Culloden: Scotland’s Gettysburg

Cairn at Scotland’s Culloden Battlefield (Photo by Don Knebel)

Cairn at Scotland’s Culloden Battlefield (Photo by Don Knebel)

When Scottish citizens voted recently on whether to sever ties to England, some carried with them memories of a bloody battle 278 years ago. For them, the Culloden Battlefield memorializes English oppression.

In 1707, after centuries of intermittent conflict, Scotland and England agreed to a political union. Residents of the Scottish Highlands, many of them Roman Catholic, were not happy, considering themselves disadvantaged by the Protestant English kings. Catholic Charles Edward Stuart also opposed the English Protestants, who had deposed his grandfather, King James II of England, in 1688. In 1745, Charles formed a “Jacobite” army consisting largely of Catholic Highlanders to retake the crown for himself and the Catholics. After early victories in Scotland and England, Charles, known as “Bonnie Prince Charlie,” retreated to the Highlands to rebuild his army and await support from Catholic France. He was pursued by forces loyal to Protestant King George II, commanded by the Duke of Cumberland.

Over objections of his advisors, Charles engaged Cumberland in a moor near the Highland village of Culloden on April 16, 1746. In the last ever pitched battle on British soil, Cumberland’s forces annihilated the Jacobites in about an hour. Charles escaped, finding his way to France and then Rome, but Cumberland showed his followers no mercy.
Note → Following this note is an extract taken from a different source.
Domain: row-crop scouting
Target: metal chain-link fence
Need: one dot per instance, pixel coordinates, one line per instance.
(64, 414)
He pillaged Highland homes and farms, killed wounded soldiers, and executed Jacobite supporters, earning him the title of “Butcher.” Parliament banned Highlanders not in the military from wearing clan tartans.

A nineteenth century cairn erected on the Culloden Battlefield honors “the gallant Highlanders who fought for Scotland and Price Charlie.” Weathered stones mark mass graves where Highland soldiers were buried according to their clans. In 2007, 300 years after the merger of Scotland and England, the National Trust for Scotland added a visitors’ center to the battle site, featuring a 360 degree film that “relives the horror of the battle.”

For Scottish nationalists, the Culloden Battlefield is holy ground, creating emotions akin to those some Americans experience at Gettysburg. For everyone else, the battlefield provides another lesson, learned all too often, of the role religious differences have played in history’s battles.